Em levantamento da Henry J. Kaiser Family Foundation sobre a adesão nos Estados Unidos, cerca de um quarto (27%) das pessoas ainda está hesitante em relação à vacinação, sendo que provavelmente ou definitivamente não receberia uma vacina contra a COVID-19, mesmo que ela estivesse disponível gratuitamente e fosse considerada segura pelos cientistas. Essa hesitação é maior entre aqueles com idades de 30 até 49 anos (36%) e moradores das áreas rurais (35%). Em outras palavras, há uma necessidade de que informações reais sobre saúde cheguem a esses grupos. De forma similar, o mesmo deve ser feito no Brasil.
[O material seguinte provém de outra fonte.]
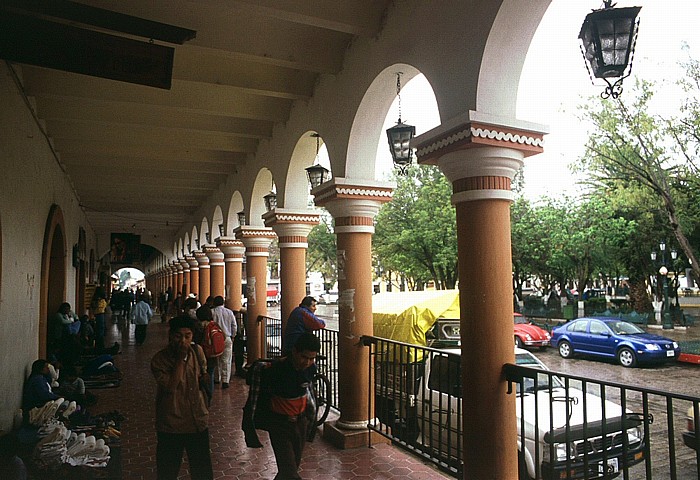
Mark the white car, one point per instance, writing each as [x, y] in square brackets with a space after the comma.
[563, 451]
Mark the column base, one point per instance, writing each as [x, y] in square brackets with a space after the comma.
[344, 439]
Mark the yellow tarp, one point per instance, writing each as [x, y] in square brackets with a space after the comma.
[407, 316]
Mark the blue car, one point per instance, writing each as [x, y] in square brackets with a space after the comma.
[613, 338]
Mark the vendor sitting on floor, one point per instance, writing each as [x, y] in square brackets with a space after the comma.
[73, 388]
[37, 390]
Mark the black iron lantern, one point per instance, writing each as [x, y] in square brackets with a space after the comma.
[608, 37]
[270, 201]
[400, 136]
[317, 173]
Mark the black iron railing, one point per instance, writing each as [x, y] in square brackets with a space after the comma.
[585, 428]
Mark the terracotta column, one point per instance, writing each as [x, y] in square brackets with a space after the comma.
[194, 275]
[216, 270]
[233, 262]
[480, 158]
[186, 282]
[292, 228]
[353, 205]
[257, 241]
[178, 275]
[203, 262]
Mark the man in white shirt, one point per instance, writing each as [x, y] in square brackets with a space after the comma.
[226, 319]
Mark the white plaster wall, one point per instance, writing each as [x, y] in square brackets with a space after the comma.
[30, 183]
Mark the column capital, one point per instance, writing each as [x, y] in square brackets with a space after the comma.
[257, 240]
[202, 259]
[192, 261]
[233, 249]
[480, 153]
[215, 256]
[353, 203]
[292, 226]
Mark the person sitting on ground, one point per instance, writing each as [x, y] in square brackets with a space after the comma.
[37, 389]
[73, 388]
[302, 319]
[11, 466]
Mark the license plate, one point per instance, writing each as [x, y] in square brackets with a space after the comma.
[610, 467]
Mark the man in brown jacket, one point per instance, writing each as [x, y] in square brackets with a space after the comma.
[182, 417]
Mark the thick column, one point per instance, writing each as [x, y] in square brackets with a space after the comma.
[203, 262]
[233, 267]
[178, 275]
[257, 242]
[353, 204]
[480, 158]
[186, 282]
[194, 275]
[292, 228]
[216, 270]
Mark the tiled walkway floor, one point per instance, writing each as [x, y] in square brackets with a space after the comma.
[135, 399]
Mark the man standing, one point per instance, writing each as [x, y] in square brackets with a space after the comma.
[302, 319]
[226, 319]
[286, 382]
[141, 314]
[182, 417]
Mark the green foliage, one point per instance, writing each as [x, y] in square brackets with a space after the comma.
[321, 254]
[416, 232]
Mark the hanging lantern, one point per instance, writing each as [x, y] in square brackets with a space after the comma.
[317, 173]
[400, 136]
[608, 37]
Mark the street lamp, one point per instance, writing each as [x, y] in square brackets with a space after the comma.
[608, 37]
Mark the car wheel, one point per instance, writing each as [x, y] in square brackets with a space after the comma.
[626, 357]
[565, 349]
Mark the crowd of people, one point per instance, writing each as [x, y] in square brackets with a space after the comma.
[186, 376]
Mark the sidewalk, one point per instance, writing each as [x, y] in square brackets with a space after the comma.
[135, 399]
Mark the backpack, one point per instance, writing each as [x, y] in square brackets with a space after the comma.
[214, 340]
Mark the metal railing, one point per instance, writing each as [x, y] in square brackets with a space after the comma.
[586, 428]
[328, 364]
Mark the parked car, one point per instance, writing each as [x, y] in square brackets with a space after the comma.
[613, 338]
[572, 440]
[528, 335]
[689, 437]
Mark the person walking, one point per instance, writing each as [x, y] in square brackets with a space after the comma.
[286, 382]
[226, 319]
[141, 314]
[182, 416]
[98, 306]
[302, 319]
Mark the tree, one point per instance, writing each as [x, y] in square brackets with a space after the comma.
[321, 254]
[632, 148]
[416, 233]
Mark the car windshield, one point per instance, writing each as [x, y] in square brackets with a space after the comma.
[530, 384]
[625, 328]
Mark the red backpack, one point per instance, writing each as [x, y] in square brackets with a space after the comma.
[214, 340]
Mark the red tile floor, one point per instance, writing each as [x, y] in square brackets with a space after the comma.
[135, 398]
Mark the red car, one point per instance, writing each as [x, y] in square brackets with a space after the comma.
[529, 335]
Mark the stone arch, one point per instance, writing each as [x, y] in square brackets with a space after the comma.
[511, 35]
[367, 126]
[53, 273]
[296, 187]
[263, 184]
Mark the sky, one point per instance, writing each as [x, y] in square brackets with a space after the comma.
[555, 82]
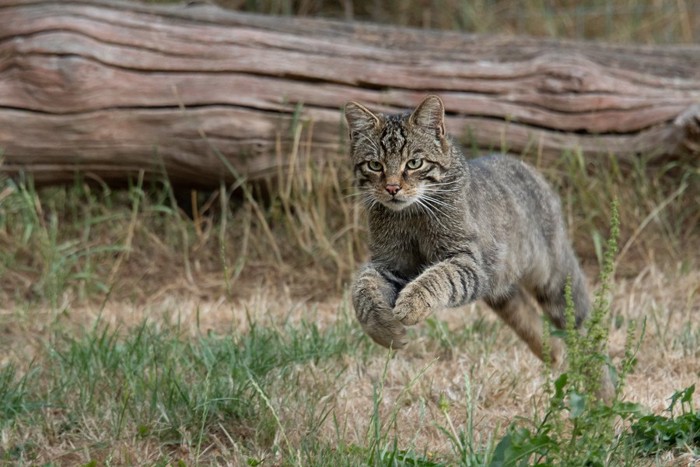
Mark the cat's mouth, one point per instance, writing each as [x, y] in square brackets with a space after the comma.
[397, 204]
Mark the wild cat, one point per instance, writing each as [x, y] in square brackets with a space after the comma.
[446, 231]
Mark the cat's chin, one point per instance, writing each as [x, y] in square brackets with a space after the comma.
[397, 204]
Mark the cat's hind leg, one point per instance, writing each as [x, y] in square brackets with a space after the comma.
[373, 296]
[518, 312]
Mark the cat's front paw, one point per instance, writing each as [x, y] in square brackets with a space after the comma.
[413, 305]
[385, 330]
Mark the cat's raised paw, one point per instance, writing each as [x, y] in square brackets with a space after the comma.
[412, 306]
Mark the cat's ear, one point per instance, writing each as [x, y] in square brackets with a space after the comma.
[359, 119]
[430, 115]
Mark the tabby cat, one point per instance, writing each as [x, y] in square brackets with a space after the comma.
[446, 231]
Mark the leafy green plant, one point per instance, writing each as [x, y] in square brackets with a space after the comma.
[577, 427]
[652, 434]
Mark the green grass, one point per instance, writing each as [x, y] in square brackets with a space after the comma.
[151, 384]
[267, 381]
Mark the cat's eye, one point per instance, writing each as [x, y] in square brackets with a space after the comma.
[414, 164]
[374, 166]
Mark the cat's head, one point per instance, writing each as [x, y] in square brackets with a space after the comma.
[399, 160]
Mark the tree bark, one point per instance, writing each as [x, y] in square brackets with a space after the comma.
[110, 89]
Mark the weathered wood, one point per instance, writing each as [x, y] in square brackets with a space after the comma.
[110, 88]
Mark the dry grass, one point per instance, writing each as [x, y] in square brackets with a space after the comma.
[201, 270]
[285, 261]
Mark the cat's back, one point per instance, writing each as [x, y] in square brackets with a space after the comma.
[507, 185]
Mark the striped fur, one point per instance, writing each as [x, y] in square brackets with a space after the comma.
[446, 231]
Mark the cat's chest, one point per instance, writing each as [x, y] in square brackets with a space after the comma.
[407, 249]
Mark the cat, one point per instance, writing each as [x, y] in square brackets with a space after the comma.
[445, 231]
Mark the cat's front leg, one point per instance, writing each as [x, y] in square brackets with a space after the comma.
[453, 282]
[373, 297]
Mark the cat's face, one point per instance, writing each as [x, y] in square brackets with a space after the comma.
[399, 159]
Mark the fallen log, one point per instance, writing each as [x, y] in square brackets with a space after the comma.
[112, 88]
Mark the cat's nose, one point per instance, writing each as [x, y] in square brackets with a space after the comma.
[393, 188]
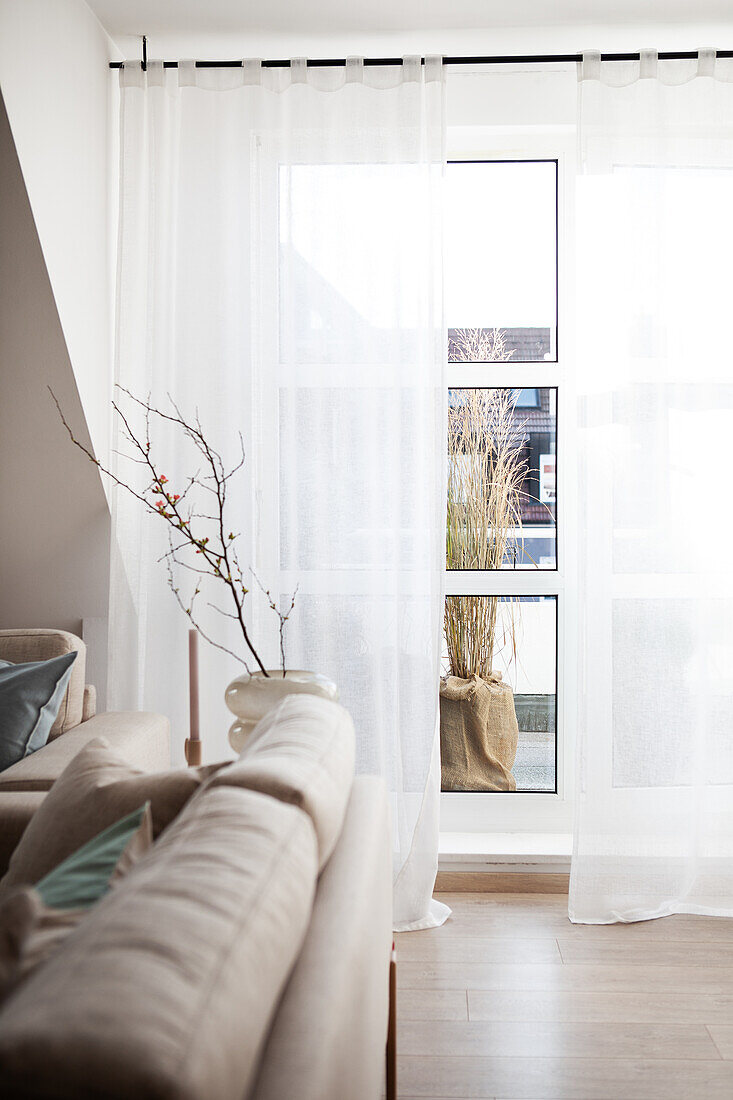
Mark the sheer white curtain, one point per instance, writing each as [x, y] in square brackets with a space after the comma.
[281, 272]
[655, 817]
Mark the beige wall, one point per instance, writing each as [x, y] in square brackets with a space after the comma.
[61, 100]
[54, 520]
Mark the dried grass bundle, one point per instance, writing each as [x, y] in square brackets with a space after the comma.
[487, 469]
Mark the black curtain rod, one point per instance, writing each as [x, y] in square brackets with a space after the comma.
[501, 59]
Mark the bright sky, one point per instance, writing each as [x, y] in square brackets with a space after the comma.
[500, 245]
[500, 239]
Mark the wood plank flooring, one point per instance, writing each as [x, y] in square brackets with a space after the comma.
[510, 1001]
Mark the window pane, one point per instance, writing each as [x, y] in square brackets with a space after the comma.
[501, 479]
[501, 261]
[515, 637]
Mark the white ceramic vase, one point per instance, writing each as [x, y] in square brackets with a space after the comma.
[249, 697]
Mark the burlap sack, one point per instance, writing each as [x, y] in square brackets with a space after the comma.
[478, 734]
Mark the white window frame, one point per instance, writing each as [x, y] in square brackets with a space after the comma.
[533, 812]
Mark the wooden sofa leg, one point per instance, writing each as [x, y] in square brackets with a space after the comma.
[392, 1031]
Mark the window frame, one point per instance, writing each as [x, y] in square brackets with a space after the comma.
[532, 811]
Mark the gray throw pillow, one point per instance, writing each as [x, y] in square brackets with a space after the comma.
[30, 697]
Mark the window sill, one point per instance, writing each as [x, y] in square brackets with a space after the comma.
[543, 853]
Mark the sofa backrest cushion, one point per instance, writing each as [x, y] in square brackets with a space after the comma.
[302, 752]
[36, 645]
[96, 789]
[168, 987]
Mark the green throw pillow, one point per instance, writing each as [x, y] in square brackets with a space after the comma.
[86, 876]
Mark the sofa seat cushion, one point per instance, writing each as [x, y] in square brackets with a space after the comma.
[302, 752]
[168, 988]
[143, 739]
[340, 979]
[97, 789]
[17, 809]
[39, 645]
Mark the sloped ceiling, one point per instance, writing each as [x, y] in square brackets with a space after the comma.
[309, 17]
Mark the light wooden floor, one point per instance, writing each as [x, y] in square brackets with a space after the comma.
[510, 1000]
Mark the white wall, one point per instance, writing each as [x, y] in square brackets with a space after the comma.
[57, 90]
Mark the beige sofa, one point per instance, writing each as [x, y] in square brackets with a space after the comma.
[142, 738]
[245, 956]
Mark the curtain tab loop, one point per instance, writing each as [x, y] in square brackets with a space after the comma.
[707, 58]
[354, 70]
[155, 74]
[590, 67]
[647, 64]
[251, 70]
[131, 75]
[298, 70]
[434, 67]
[412, 68]
[187, 73]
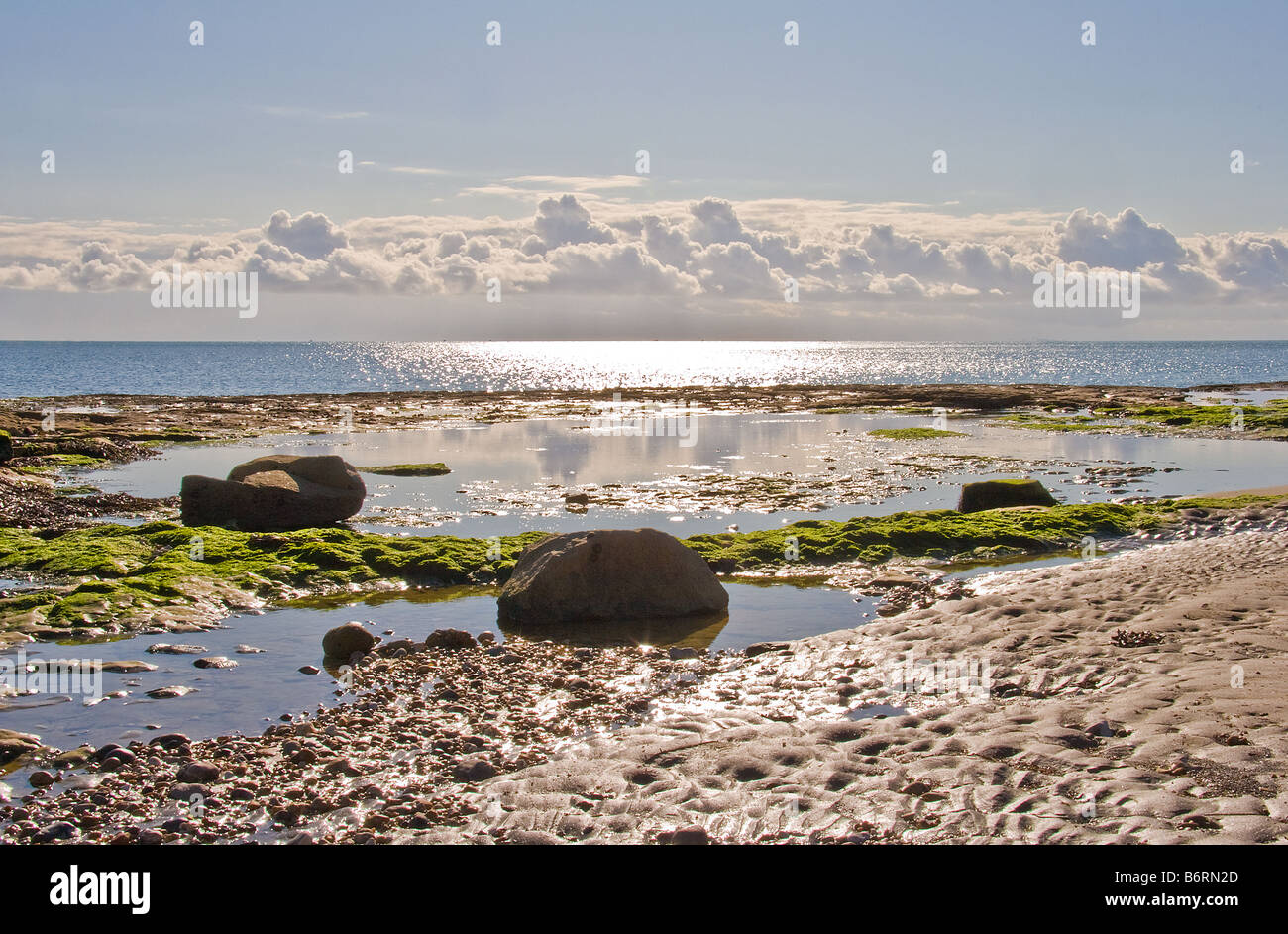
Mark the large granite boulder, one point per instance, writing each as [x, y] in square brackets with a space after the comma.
[274, 493]
[1001, 493]
[606, 576]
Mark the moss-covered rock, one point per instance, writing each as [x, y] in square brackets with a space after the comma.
[1004, 493]
[913, 433]
[436, 469]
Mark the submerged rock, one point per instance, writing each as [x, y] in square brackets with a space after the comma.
[274, 493]
[609, 574]
[344, 641]
[1001, 493]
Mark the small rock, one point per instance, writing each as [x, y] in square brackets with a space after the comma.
[450, 639]
[198, 772]
[166, 693]
[475, 771]
[694, 835]
[55, 831]
[170, 740]
[761, 647]
[344, 641]
[165, 648]
[185, 791]
[128, 668]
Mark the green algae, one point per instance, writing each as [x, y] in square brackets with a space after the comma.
[133, 570]
[1265, 421]
[914, 433]
[936, 534]
[436, 469]
[130, 574]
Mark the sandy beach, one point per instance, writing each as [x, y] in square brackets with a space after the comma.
[1081, 740]
[1132, 698]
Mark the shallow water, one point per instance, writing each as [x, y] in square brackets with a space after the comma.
[31, 368]
[265, 685]
[514, 474]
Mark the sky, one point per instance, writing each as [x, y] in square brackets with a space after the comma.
[768, 162]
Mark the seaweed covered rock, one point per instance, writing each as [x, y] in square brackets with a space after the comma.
[1001, 493]
[344, 641]
[274, 493]
[609, 574]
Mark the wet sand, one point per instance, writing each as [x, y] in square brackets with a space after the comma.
[1136, 698]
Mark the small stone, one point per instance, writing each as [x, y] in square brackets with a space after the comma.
[59, 830]
[475, 771]
[198, 771]
[344, 641]
[694, 835]
[165, 648]
[761, 647]
[128, 668]
[168, 692]
[170, 740]
[185, 791]
[450, 639]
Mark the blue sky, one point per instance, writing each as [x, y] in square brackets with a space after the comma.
[215, 138]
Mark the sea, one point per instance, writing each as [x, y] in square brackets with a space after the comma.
[44, 368]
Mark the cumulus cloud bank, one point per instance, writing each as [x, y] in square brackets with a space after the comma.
[704, 250]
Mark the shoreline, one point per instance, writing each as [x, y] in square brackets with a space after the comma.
[1083, 737]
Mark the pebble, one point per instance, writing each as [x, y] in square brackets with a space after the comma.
[165, 648]
[168, 692]
[198, 772]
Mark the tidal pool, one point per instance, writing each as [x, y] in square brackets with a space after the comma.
[267, 684]
[746, 469]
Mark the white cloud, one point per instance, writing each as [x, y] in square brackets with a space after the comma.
[851, 257]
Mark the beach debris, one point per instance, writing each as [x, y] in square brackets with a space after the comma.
[450, 639]
[437, 469]
[168, 692]
[1126, 638]
[166, 648]
[273, 493]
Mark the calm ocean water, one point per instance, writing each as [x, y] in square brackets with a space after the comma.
[35, 368]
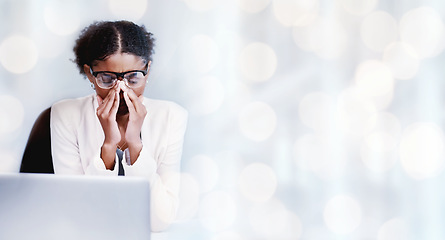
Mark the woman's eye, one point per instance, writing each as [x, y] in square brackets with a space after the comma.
[106, 78]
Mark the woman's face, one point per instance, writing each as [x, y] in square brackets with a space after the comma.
[119, 63]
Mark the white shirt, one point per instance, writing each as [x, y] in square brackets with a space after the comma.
[77, 137]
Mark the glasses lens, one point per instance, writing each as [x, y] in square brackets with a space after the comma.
[134, 79]
[105, 80]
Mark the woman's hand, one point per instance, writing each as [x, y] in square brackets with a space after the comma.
[106, 112]
[137, 113]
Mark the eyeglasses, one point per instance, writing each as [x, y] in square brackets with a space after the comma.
[107, 79]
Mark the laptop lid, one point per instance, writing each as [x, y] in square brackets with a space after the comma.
[47, 206]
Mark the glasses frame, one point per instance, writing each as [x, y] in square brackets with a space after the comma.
[118, 75]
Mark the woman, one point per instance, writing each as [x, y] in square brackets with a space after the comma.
[91, 134]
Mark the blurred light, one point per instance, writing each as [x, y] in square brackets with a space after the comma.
[402, 59]
[228, 235]
[207, 97]
[378, 30]
[379, 151]
[132, 10]
[202, 54]
[257, 182]
[422, 150]
[271, 220]
[12, 114]
[205, 170]
[423, 29]
[217, 211]
[257, 121]
[62, 17]
[318, 154]
[18, 54]
[361, 7]
[342, 214]
[394, 229]
[374, 78]
[51, 47]
[316, 110]
[258, 62]
[200, 5]
[253, 6]
[356, 113]
[188, 197]
[295, 12]
[325, 37]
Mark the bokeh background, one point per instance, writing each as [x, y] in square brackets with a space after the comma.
[309, 119]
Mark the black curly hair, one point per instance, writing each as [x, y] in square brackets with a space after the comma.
[103, 39]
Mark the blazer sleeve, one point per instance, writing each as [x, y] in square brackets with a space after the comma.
[163, 170]
[65, 123]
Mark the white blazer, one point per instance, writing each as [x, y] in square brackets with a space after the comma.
[77, 137]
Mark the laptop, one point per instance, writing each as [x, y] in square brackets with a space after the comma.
[48, 206]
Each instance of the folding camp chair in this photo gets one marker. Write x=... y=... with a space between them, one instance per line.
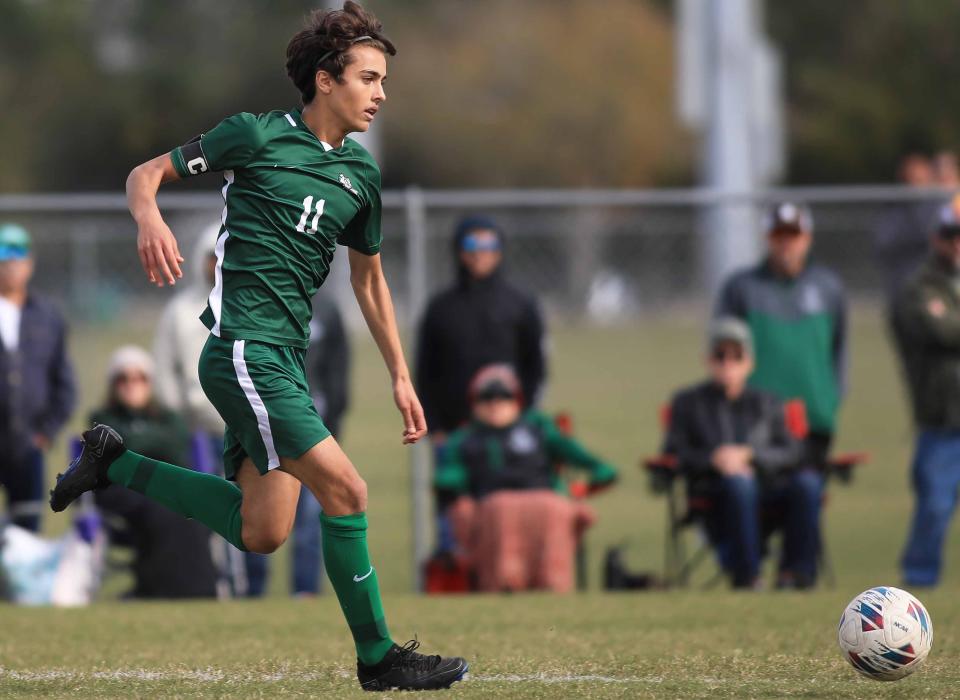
x=684 y=511
x=444 y=572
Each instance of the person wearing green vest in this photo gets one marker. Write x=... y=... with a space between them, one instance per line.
x=294 y=188
x=797 y=313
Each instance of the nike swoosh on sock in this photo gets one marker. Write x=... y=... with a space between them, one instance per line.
x=358 y=579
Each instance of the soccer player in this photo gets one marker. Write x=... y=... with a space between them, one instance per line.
x=294 y=188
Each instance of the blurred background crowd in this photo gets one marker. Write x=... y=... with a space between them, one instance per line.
x=538 y=317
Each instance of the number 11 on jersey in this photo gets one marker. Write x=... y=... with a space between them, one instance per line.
x=307 y=206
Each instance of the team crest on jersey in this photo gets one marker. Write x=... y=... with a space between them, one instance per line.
x=345 y=181
x=522 y=440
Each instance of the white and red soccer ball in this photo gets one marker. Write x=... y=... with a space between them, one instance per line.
x=885 y=633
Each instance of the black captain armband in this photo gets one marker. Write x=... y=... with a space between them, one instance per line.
x=193 y=159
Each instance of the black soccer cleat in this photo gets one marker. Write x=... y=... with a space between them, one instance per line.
x=404 y=669
x=101 y=445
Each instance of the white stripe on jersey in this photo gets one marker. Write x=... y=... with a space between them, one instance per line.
x=216 y=296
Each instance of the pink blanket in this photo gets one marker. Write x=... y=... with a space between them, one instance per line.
x=521 y=540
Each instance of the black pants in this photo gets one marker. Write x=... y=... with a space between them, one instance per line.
x=818 y=450
x=22 y=479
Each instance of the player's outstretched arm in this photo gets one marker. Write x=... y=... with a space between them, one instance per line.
x=156 y=244
x=373 y=296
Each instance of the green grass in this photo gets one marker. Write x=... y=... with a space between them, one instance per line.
x=693 y=644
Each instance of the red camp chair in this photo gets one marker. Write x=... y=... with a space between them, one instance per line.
x=665 y=477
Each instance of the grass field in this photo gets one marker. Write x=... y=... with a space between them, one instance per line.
x=676 y=644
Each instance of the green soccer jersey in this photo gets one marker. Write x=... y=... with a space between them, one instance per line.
x=289 y=199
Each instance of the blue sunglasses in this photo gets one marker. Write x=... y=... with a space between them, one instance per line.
x=476 y=244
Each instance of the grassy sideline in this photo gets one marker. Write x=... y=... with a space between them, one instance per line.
x=645 y=645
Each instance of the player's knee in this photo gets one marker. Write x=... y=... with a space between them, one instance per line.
x=356 y=494
x=264 y=540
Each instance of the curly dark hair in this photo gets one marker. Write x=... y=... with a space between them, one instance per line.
x=325 y=42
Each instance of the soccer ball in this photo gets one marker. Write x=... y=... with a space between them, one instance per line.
x=885 y=633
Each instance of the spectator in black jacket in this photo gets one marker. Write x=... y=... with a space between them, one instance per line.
x=482 y=319
x=37 y=387
x=733 y=444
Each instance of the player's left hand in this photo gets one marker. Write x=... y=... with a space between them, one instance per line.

Combatendo fake news sobre vacinas no Brasil

“Tanto a doença quanto a vacina são muito recentes, então existem muito poucos dados sobre elas. Isso já é um problema para o checador. Já enxergamos ataques às vacinas, mesmo não existentes [no Brasil], associando-a com infertilidade, com deformações físicas e com tecnologia [dotados com chips de geolocalização e 5G]”, explica a pesquisadora Cristina Tardáguila. Mesmo que, em alguns casos, as fake news pareçam, de imediato, piadas e até mesmo mentiras — o que são, de fato —, a desinformação deve afetar significativamente a vacinação no Brasil.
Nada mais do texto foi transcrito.